As they were coming down the mountain, he ordered them to tell no one about what they had seen, until after the Son of Man had risen from the dead.
One hot summer day when I was 10 or 11, my friend Betsy and I got involved in a mystery together. KIT radio in Yakima, Washington, was giving away a pair of tickets to a Braves game scheduled for that evening. The Braves were the local semi-pro baseball team. To win the tickets all one had to do was guess the coin make-up that added up to $1.34 (or some amount I don’t remember exactly). The announcer would toss the coins on the table and folks would call in with their guess. It was hard to get through, but it would be worth the wait for the winner. Betsy and I were taking turns placing the call. On my turn, finally, I got through. I gave my answer. It was right! I had solved the mystery. I won the tickets! That evening my dad and I got to go to the ball game.
That was a mystery.

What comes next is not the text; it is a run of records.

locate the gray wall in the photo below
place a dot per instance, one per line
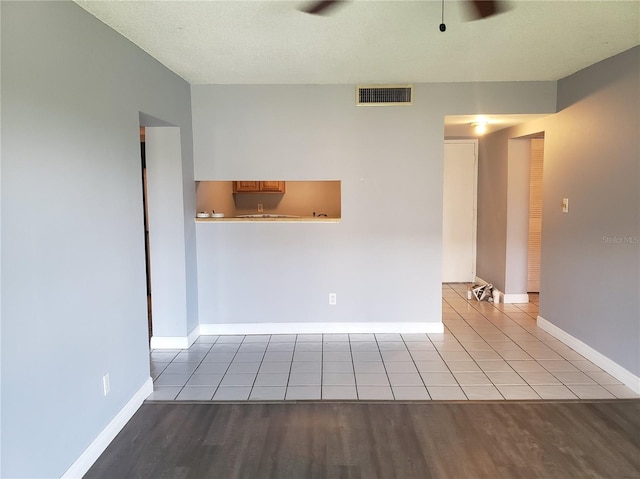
(590, 256)
(384, 258)
(73, 284)
(589, 285)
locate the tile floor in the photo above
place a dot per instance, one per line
(486, 352)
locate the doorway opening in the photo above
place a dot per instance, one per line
(146, 230)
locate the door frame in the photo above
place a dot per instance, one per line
(474, 251)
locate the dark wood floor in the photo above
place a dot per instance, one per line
(375, 440)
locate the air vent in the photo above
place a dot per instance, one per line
(384, 95)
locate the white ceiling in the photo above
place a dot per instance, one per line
(271, 42)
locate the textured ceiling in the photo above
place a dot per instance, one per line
(265, 42)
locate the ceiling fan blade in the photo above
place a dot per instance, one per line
(485, 8)
(320, 7)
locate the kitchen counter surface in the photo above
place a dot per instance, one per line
(301, 219)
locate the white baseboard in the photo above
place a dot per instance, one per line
(318, 328)
(620, 373)
(80, 467)
(508, 298)
(175, 342)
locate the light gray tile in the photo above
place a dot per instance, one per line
(278, 356)
(307, 356)
(309, 346)
(157, 368)
(439, 379)
(308, 337)
(370, 367)
(463, 366)
(200, 347)
(446, 393)
(196, 393)
(304, 379)
(359, 356)
(280, 347)
(554, 392)
(401, 367)
(410, 393)
(238, 379)
(336, 356)
(417, 337)
(392, 356)
(253, 348)
(218, 358)
(225, 348)
(248, 357)
(337, 367)
(306, 367)
(164, 356)
(232, 339)
(209, 339)
(271, 380)
(392, 346)
(189, 357)
(303, 392)
(275, 367)
(205, 380)
(341, 337)
(257, 338)
(241, 367)
(338, 379)
(362, 337)
(339, 392)
(505, 378)
(267, 393)
(374, 393)
(213, 368)
(168, 379)
(336, 347)
(282, 338)
(481, 393)
(405, 379)
(381, 337)
(590, 391)
(164, 393)
(232, 393)
(517, 392)
(364, 346)
(539, 378)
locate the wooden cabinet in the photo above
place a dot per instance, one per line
(258, 186)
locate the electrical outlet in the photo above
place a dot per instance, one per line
(106, 384)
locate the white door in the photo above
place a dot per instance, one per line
(459, 212)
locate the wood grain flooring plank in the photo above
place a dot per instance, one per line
(324, 440)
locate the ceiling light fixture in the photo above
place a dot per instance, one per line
(480, 127)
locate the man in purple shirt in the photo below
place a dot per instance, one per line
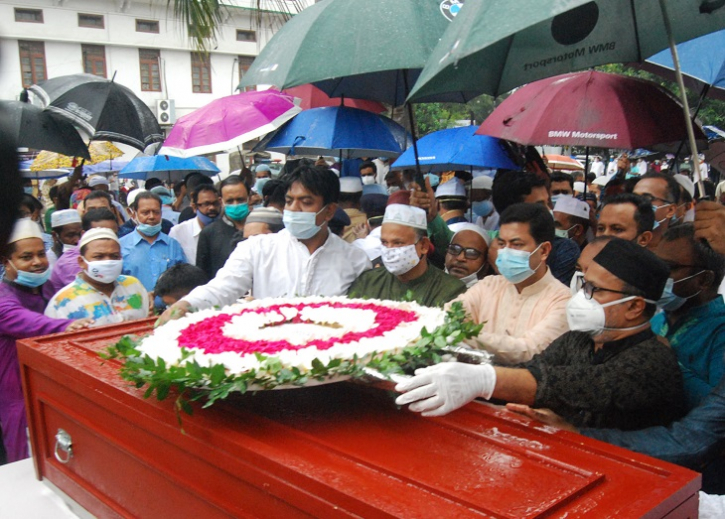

It was a riddle, a stumper, something to solve, to unravel. Aren’t mysteries fun? The story in today’s Scripture reading involves mystery as well. However, that may not be the kind of mystery this reading depicts. Rather it is a story of Holy Mystery. In the narrative Peter, James, and John witnessed this Holy Mystery. It stunned and bedazzled them. They watched as Jesus was changed right in front of them, and they saw Elijah and Moses join Jesus. Wow! The Holy Mystery was displayed before their eyes.
The Holy Mystery surrounded Jesus and emanated from him. This was not the same mystery that involves guessing the number of coins that make up $1.34. It was the kind of Mystery that words cannot describe. It was Mystery that exudes power and authority. It was Mystery that defies definition. It was Mystery that fills and urges and offers help.
What did Peter, James, and John do? They offered to do the practical thing, to build dwellings for Jesus, for Elijah, and for Moses. Then this Holy Mystery could be contained, made comfortable, and kept under control. It could be worshipped.
Sometimes in our own rush to be in control and to perform in those ways God expects of us, we forget God is Holy and that means worshipping and adoring God. We need to be filled with awe and wonder at this great and amazing God, who appears in the transfigured Jesus.
However, as we are filled with such a spectacle of glory and power, we can allow the power to fill, energize and transfigure us. We can be changed into God’s creatures who use our own selves -- our hands, our voices, our gifts, and talents -- in the world where we are. We can allow ourselves to be used to help transfigure the world into something better, into a just place, a place where no one is treated better than another, and where each person is concerned for the well-being of every other person.
We will not ever completely “get” the Holy Mystery. What we will get is the chance to join that Holy Mystery in bringing the world closer to that which God desires it to be.
-Rev. Dianne Tombaugh
Prayer for Reflection
O Holy Mystery, fill us with awe that strengthens and empowers us. Show us how to use such strength and power to change the world and bring it closer to you. Amen.